Cell invasiveness is a critical key function in the metastatic cascade. Our observations indicate that with higher tumor HUVEC content, spheroids produce rougher margins as more cells “sprout” or detach from the central aggregate, suggesting higher invasiveness potential (Fig. 3). We were interested to learn whether the innate potential of TC to invade the ECM can be maintained in a 3D ex vivo structure, and whether we can detect significant differences in the invasiveness of spheroids based on their tumor type.

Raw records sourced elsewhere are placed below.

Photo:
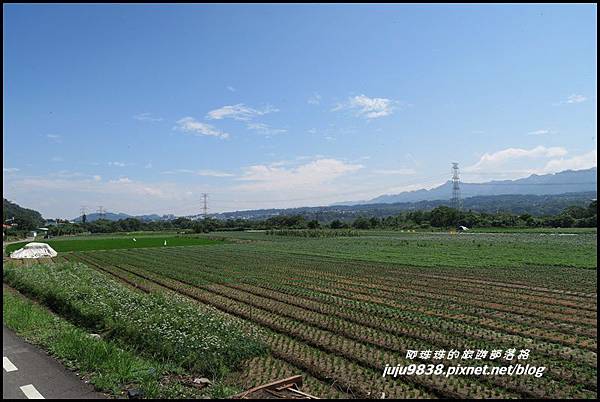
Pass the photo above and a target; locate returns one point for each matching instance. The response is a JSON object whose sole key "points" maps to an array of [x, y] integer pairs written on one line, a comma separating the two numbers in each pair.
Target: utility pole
{"points": [[205, 207], [456, 200], [83, 215]]}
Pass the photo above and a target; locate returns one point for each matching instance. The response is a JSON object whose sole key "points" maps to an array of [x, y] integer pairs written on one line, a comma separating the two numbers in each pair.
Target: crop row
{"points": [[530, 387]]}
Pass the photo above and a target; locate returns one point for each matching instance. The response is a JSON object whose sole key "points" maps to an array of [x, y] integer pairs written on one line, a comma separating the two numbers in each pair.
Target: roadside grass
{"points": [[111, 243], [109, 367], [200, 341]]}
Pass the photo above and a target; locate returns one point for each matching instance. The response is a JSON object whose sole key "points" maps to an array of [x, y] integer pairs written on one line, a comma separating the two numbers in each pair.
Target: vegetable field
{"points": [[120, 242], [340, 309]]}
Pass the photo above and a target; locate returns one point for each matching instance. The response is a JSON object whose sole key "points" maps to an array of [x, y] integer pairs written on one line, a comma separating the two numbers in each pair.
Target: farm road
{"points": [[29, 373]]}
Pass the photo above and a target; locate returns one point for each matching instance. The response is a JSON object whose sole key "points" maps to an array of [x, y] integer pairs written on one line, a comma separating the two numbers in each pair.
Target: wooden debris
{"points": [[287, 388]]}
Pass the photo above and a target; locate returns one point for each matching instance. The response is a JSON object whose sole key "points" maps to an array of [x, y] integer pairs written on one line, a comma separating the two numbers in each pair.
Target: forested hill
{"points": [[25, 218], [537, 205]]}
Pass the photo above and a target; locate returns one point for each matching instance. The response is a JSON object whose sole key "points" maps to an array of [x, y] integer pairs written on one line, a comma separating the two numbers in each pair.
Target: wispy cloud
{"points": [[265, 129], [201, 172], [213, 173], [369, 108], [495, 160], [309, 175], [147, 117], [575, 162], [54, 138], [121, 180], [541, 132], [315, 99], [239, 112], [193, 126], [398, 172], [576, 98]]}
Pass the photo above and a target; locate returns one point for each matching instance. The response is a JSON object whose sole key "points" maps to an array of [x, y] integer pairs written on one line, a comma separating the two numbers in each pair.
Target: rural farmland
{"points": [[338, 309]]}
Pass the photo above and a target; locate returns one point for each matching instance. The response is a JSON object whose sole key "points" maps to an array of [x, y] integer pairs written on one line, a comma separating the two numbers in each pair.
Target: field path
{"points": [[29, 373]]}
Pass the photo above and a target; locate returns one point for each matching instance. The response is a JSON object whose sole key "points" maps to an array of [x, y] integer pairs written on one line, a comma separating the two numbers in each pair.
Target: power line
{"points": [[456, 200], [205, 206], [101, 212]]}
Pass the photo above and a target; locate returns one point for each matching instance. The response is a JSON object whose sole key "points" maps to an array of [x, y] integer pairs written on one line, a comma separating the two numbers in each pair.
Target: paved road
{"points": [[29, 373]]}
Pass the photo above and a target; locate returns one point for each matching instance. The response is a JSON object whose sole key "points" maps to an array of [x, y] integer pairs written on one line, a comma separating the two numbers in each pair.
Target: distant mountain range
{"points": [[568, 181], [536, 195], [118, 216]]}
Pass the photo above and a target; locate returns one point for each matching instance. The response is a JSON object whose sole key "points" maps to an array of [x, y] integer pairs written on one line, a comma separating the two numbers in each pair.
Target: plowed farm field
{"points": [[339, 310]]}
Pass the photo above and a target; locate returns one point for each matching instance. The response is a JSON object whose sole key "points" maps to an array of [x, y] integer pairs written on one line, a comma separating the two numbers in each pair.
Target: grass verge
{"points": [[110, 368], [200, 341]]}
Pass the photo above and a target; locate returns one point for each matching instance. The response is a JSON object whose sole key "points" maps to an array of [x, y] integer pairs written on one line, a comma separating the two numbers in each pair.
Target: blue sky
{"points": [[142, 108]]}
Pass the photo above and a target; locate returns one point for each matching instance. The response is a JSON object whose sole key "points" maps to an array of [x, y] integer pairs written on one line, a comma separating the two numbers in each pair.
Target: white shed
{"points": [[34, 250]]}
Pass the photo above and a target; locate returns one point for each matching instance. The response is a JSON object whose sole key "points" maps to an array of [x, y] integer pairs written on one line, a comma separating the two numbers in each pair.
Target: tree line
{"points": [[439, 217]]}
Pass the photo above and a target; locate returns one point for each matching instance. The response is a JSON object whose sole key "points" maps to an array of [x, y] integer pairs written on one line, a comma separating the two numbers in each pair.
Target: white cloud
{"points": [[201, 172], [265, 129], [541, 132], [576, 162], [496, 160], [238, 112], [121, 180], [176, 171], [147, 117], [191, 125], [370, 108], [213, 173], [311, 175], [576, 98], [400, 172], [315, 99]]}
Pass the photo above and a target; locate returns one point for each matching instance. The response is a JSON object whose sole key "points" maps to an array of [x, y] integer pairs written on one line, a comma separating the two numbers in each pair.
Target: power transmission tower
{"points": [[205, 207], [101, 211], [456, 200], [83, 215]]}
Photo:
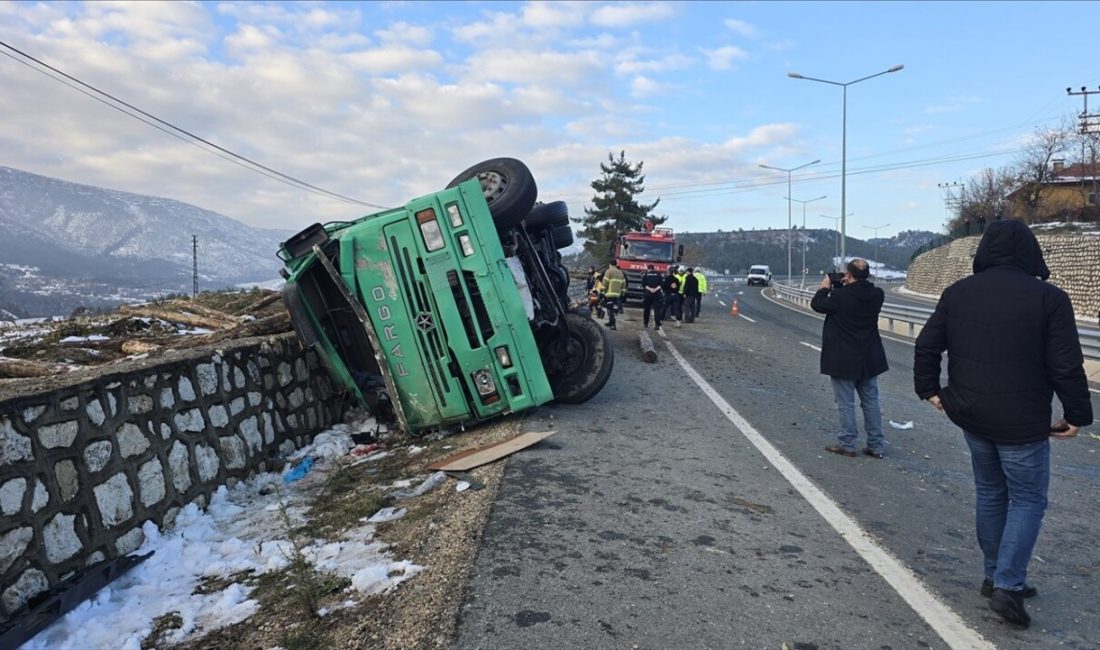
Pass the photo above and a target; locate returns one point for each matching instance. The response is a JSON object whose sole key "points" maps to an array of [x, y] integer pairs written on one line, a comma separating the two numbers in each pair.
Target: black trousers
{"points": [[651, 303]]}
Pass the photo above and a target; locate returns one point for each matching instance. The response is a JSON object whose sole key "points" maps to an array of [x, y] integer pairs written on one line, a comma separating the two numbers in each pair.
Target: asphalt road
{"points": [[652, 520]]}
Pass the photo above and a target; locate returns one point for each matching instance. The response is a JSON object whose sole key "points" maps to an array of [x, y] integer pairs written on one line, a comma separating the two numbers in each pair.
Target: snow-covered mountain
{"points": [[64, 235]]}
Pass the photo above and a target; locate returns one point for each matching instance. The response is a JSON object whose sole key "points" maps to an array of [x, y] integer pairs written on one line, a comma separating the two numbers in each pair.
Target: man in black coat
{"points": [[853, 355], [1012, 343]]}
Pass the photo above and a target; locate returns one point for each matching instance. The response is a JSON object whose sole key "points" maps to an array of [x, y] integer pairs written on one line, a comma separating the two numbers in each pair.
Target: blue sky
{"points": [[388, 100]]}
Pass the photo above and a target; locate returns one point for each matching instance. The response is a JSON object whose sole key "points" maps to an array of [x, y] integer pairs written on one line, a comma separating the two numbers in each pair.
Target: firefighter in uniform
{"points": [[651, 297]]}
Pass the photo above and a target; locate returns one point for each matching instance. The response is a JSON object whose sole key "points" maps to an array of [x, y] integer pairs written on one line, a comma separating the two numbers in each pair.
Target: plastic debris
{"points": [[388, 514], [298, 471], [426, 486]]}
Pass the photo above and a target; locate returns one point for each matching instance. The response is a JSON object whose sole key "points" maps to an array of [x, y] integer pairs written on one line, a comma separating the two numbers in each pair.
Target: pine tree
{"points": [[616, 209]]}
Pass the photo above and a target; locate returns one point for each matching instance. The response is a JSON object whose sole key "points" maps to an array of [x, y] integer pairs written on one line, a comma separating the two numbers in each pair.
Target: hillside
{"points": [[735, 251], [64, 245]]}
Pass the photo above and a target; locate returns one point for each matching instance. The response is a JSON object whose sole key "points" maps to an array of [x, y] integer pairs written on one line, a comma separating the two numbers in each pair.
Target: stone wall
{"points": [[85, 462], [1074, 262]]}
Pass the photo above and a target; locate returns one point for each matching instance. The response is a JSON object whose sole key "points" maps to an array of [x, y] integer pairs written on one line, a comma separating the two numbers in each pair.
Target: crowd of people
{"points": [[675, 296], [1012, 344]]}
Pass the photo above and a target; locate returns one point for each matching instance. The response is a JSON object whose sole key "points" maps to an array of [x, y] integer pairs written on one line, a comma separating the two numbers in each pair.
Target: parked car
{"points": [[758, 275], [450, 309]]}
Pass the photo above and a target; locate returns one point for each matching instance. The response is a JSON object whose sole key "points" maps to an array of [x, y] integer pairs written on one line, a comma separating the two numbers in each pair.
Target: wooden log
{"points": [[648, 353], [138, 346], [188, 317], [273, 297], [17, 368]]}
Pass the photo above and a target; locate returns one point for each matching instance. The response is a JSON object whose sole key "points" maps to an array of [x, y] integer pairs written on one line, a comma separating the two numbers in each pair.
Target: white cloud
{"points": [[642, 86], [671, 62], [397, 58], [623, 14], [723, 57], [739, 26], [541, 14], [953, 105], [405, 34]]}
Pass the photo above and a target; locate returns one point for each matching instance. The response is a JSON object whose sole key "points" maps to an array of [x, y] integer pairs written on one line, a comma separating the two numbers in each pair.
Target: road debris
{"points": [[475, 458]]}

We found that each cell type has different migratory potential that is not preserved across all tumor types. For example, A375 is highly invasive in collagen type I, whereas M21, a patient-derived cell type originating from the metastatic site of the lymph node, was found to be 45-fold less invasive than A375. This suggests that cancer cells’ behavior substantially differ in cell lines comparing with primary TC, therefore may not be used as a reliable tool for predicting clinical behaviors.

We found that spheroids of M21 and BR-58, both patient derived tumor spheroids, produced high level of collagen as seen in Fig. 6. Considering the effect of ECM collagen deposition on both tumor volume60 and progression61, further studies are needed to sample a larger number of spheroids of different origins in order to shed light on such possible correlations.

Our findings conclude that the 3D model of hybrid spheroids may be successfully constructed, but since each tumor type generates different interactions with its neighbor cells and EC, there is a need of a platform for personalized medicine that would account for these differences. Notably, we found that the hybrid spheroid of EC and TC can present vascular-like structures that may sprout when interacting with ECM. Such a model would provide the basis for complex multicellular tumors and stromal structures, to be used as a more reliable prediction method of biological processes and drug efficacy.